Thursday, September 04, 2025

Illuminating "Illuminati"

Yesterday I showed my first-year seminar students the following definition of the word Illuminati: "Comprised of several of the world's most powerful heroes, the Illuminati is a secret organization that shapes the superhuman world and protects Earth from catastrophic threats."

"Is this what Tara Westhover is talking about when she refers to the Illuminati in Educated?" I asked. No, they said, and when I asked why, one said, "Because superheroes aren't real."

I suppose that's as good an answer as any. I pointed out that the definition I'd shown them came from a web page produced by Marvel, so it's relevant within the Marvel universe but not necessarily elsewhere.  

Then I showed another definition of Illuminati that went into great detail about an eighteenth-century Bavarian named Adam Weishaupt who had a penchant for secret societies. My students were pretty sure Tara Westhover didn't have Adam Weishaupt in mind in Educated, but they struggled to pin down a reason until I pointed out the source of the information: The Catholic Encyclopedia.

Westover's memoir, of course, concerns neither superheroes nor Catholic history but instead a father who's obsessed by conspiracy theories and convinced that going to college means being brainwashed by the Illuminati. Many of my students had read the assigned chapters with only a vague idea of what Illuminati might mean, but at least they're reading! And the word provided a good object lesson to introduce the primary purpose of the first-year seminar: developing information literacy and critical thinking skills.

They had more difficulty last week when I gave them a photocopy of the first few chapters of Educated and then required them to discuss them in class, for points. The discussion went really well, but I'd given them no information about the author or context so some students struggled to use the correct pronouns or place the scenes in the correct time frame. 

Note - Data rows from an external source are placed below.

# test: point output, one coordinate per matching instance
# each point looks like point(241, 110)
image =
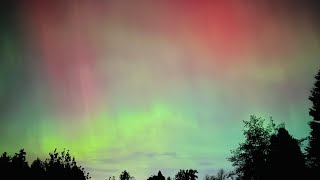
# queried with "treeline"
point(269, 151)
point(59, 165)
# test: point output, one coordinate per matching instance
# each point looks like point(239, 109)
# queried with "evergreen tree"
point(250, 158)
point(285, 159)
point(313, 148)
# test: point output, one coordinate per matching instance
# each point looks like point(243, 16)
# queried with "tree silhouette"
point(157, 177)
point(285, 159)
point(249, 159)
point(38, 169)
point(125, 176)
point(186, 175)
point(19, 165)
point(313, 148)
point(221, 175)
point(57, 166)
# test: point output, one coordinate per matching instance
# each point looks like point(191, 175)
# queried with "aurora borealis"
point(152, 85)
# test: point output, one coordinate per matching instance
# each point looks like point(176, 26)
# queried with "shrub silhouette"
point(157, 177)
point(186, 175)
point(57, 166)
point(313, 148)
point(285, 157)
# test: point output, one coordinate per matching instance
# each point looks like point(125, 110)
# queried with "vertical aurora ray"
point(151, 85)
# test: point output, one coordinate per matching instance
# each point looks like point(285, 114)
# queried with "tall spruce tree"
point(313, 148)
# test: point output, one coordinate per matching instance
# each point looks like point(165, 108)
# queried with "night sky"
point(152, 85)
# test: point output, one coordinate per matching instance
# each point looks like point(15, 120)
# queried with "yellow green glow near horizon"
point(151, 85)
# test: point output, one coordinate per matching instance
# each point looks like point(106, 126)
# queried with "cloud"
point(136, 156)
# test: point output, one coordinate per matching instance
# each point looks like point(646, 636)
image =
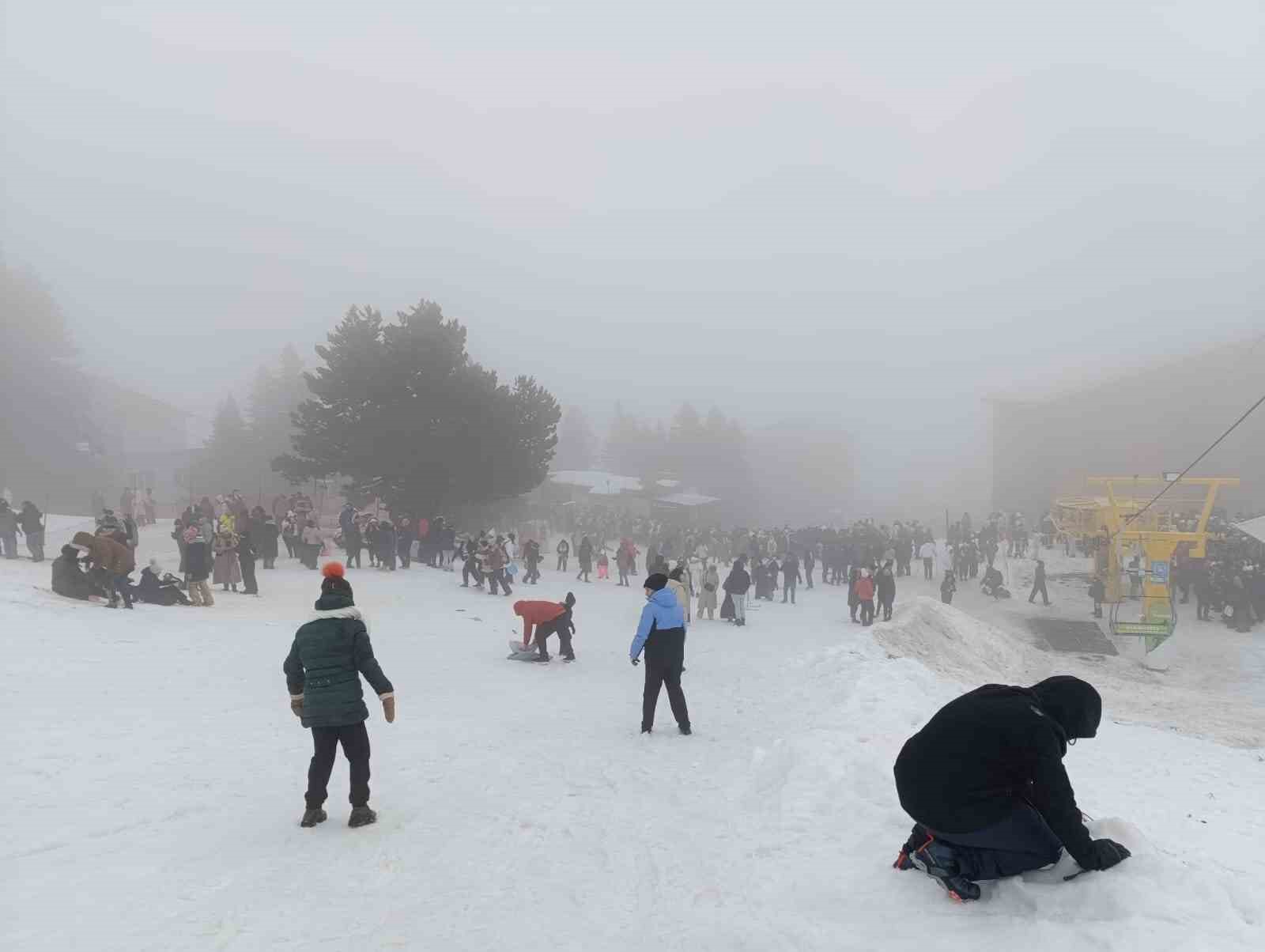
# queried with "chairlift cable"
point(1199, 459)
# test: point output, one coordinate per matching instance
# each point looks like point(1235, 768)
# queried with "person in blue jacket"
point(662, 634)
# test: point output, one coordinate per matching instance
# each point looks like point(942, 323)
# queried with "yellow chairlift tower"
point(1151, 533)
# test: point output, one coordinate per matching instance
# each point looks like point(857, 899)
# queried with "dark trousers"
point(1015, 844)
point(563, 633)
point(248, 583)
point(356, 747)
point(663, 665)
point(119, 585)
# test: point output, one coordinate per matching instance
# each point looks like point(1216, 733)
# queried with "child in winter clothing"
point(1098, 591)
point(548, 618)
point(335, 644)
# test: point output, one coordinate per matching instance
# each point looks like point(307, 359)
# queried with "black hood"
point(329, 602)
point(1075, 705)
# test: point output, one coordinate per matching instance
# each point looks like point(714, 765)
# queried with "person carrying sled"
point(323, 674)
point(986, 785)
point(548, 618)
point(69, 579)
point(113, 562)
point(661, 632)
point(157, 590)
point(737, 585)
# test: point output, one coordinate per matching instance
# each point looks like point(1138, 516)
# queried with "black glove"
point(1108, 852)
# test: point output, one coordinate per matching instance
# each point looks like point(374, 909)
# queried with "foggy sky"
point(878, 212)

Afterward I asked a few students why they'd assumed the narrator was male and they said the character was doing "guy things," like working in a junkyard and messing around with guns. But I was more interested in my students' struggles to determine the historical context of the passage, with some insisting it must take place more than 100 years ago because the characters were relying on midwives and herbal tinctures instead of doctors and hospitals. A student who had spent time in the military said the reference to MRE's means it had to date from after the Vietnam conflict, which was progress, but it was only after I made them look up Randy Weaver and Ruby Ridge that they got the date right--1992. One student wanted to know why, then, the characters act as if they're living in "pioneer times." Really great question! Let's talk about that some more.

We've got quite a lot of Educated ahead of us so we'll have plenty of time to ask questions and learn to evaluate the reliability of answers, an activity that would surely lead Westover's father to insist that I'm a member of the Illuminati intent on brainwashing students. But I can live with that. If I can motivate a few students to stretch their minds beyond what they're so certain they already know, then my work here is done.  

3 comments:

Ann said...

Oh, thanks for "bringing us along" with your students' study of Educated. I read that book a while ago, but I remember lots of it. And I'm sure it is truly doing what the course intended...teaching those critical thinking skills. Bravo to you!

Anonymous said...

I feel so old-- I am not aware of Educated, but in high school everyone read The Illuminati Trilogy for fun. And everyone "knew" the eyeball pyramid on dollars was because if the Illuminati.

Bev said...

One of my students mentioned the eyeball pyramid in class, but most just had a vague idea of secret cabals destroying young minds. I doubt that any of them know the word "cabal," however.